Thursday, October 27, 2005

Where am I?

How can an application or a library find out its own location on Linux?

Suppose you want an application for Linux to work after being just unpacked to some directory. No setting of COOL_APP_HOME environment variable, no creation of ~/.coolapprc, nothing. If the application is one self-contained binary, no problem, but if there are some resources (icons, or translations, or random data files), you need to find them somehow. And since the only action user did was unpacking the application, you can only find resources by using a path relative to the application's path. But finding application path is not straightforward.

The obvious approach is using argv[0]. But not quite simple, because argv[0] can be:

  1. An absolute path. You just strip file name from it and get the path to the application.
  2. A relative path. You need to join current directory with that relative path, and strip file name.
  3. Application name without the path. Could happen if application was found via the PATH environment variable. It's necessary to iterate over all PATH elements, trying to find the application there.
  4. Anything. The value of argv[0] is specified in exec* call and can be absolutely anything.

A more reliable method is using the /proc filesystem. The /proc/<pid>/exe is a symbolic link the the application, and /proc/self is the same as /proc/<pid of current application>. So, calling readlink on /proc/self/exe gives the desired effect.

But it does not work for shared libraries. Shared library can have its own resources, and might want to find them relatively to library path. Using /proc/self/exe will give the path to the application, not to the library. The solution here is the dladdr function, which is Linux extension to the dynamic loader interface. Here's example use:

std::string where_am_i()
{
    DL_info info;
    if (dladdr( &where_am_i, &info ) == 0)
    {
        return info.dli_fname; 
    }
    ....
}

The function takes a code address, and returns information about shared library this address belongs to. So, if where_am_i function is defined in a shared library, the above code will return the path to that library. Unfortunately, this works only for dynamic libraries, but not for application. So, for a really reliable solution one has to combine the /proc/self/exe trick with the dladdr trick.

The only problem is that both tricks are specific to Linux. Why such a basic functionality not in POSIX?

The last interesting case is when the "resource" your applications uses is a shared library with on-startup linking (not explicit dlopen linking). The path to the library should be added to dynamic linker search path before the application is started, so the above tricks won't help. Forgunately, it's not necessary to create helper applications or scripts, you just need an extra options when linking:

g++ -o executable -Wl,-R -Wl,'$ORIGIN' executable.o libhelper.so

The -Wl,-R -Wl,'$ORIGIN' options adds a new element "$ORIGIN" to dynamic library search path in the executable, and the dynamic linker will replace $ORIGIN with the path of the executable.
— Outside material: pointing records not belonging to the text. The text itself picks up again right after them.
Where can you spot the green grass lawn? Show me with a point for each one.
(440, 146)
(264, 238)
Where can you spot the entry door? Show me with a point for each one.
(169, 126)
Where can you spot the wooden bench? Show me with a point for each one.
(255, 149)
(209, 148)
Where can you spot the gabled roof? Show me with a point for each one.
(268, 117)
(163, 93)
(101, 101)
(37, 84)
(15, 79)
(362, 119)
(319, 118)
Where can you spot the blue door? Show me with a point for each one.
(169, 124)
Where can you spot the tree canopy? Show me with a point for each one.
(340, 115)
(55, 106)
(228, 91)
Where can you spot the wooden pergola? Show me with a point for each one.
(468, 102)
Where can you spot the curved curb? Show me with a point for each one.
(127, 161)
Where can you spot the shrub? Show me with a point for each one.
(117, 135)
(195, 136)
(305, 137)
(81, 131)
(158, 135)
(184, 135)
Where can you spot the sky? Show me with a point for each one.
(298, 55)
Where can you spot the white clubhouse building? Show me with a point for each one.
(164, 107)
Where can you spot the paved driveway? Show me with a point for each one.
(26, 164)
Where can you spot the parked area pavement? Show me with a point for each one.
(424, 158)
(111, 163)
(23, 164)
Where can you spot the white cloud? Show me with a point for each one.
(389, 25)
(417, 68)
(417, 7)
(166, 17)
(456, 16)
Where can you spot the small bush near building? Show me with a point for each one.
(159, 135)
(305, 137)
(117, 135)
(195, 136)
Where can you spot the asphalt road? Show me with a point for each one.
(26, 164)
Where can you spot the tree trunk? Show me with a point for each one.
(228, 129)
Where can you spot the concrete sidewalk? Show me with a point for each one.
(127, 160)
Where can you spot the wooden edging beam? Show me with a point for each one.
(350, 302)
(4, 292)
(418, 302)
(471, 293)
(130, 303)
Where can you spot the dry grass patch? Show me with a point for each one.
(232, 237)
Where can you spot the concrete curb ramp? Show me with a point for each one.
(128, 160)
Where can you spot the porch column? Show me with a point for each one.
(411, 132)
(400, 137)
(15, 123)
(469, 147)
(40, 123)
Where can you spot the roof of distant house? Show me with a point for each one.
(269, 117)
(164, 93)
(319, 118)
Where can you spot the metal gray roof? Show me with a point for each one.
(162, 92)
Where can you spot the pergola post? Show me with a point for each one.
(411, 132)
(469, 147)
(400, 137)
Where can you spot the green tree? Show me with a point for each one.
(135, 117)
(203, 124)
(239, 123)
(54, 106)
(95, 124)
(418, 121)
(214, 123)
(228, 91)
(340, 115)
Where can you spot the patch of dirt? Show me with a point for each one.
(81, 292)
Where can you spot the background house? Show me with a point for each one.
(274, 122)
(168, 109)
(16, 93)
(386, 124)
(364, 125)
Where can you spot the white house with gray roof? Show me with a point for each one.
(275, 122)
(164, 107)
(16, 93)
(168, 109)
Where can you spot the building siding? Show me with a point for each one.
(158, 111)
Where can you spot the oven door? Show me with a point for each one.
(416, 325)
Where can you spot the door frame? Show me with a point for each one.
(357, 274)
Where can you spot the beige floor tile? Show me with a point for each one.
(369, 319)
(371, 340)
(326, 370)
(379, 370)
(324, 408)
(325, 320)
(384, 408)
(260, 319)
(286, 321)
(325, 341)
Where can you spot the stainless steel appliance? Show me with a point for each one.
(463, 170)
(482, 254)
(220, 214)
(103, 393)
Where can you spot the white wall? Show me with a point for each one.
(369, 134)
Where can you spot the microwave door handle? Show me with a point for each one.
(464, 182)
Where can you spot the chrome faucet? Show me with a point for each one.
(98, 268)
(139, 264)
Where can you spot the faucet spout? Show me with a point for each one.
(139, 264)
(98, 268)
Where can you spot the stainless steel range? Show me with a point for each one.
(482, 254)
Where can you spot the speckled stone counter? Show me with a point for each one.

With all those tricks in hand, it's not longer needed to know beforehand the directory where the application will be installed. But I'd still prefer nice builtin support, like Mac OSX bundles.

Tuesday, October 04, 2005

Black or white?

What's better: black box testing, or white box testing? In general, neither, but sometimes peeking at internals can be a great help.

One of the project at work now is writing a compiler for simplified C (basically, C without structures). And one recent addition was declaring several variables in one declaration. The existing test was:

int32 v, v2, v3;

int32 main()
{
    v3 = 15;
    v2 = v = 10;
    printf("Result = %d\n", v + v2 + v3);
    return 0;
}
and it worked immediately. But there's was a bug, and just as experiment, I've asked the author of the test to find the bug. His attempts were:
  1. Using duplicate name of variable: int32 v, v2, v3, v;. That produced an error, as expected.
  2. Defining extra local variable "v2". Still no problems.
  3. Initializing some of the variables at definition point, not inside the function.
  4. Trying different type of variables.
  5. Moving the code from main to another function.

At this point, he gave up. The real problem occured at this example:

int32 xi = 100, i = xi + 5;

int32 main()
{
    printf("Result = %d\n", i);
}
and was caused by creating variables in the reverse order. The language grammar is written in the way that makes traversal in the reverse order more natural. And so variable i was initialized before variable xi. Honestly, I can't blaim the tester. It's a kind of bug you can think about only if you know that nonterminals can be left-recursive and right-recursive. Or see the code.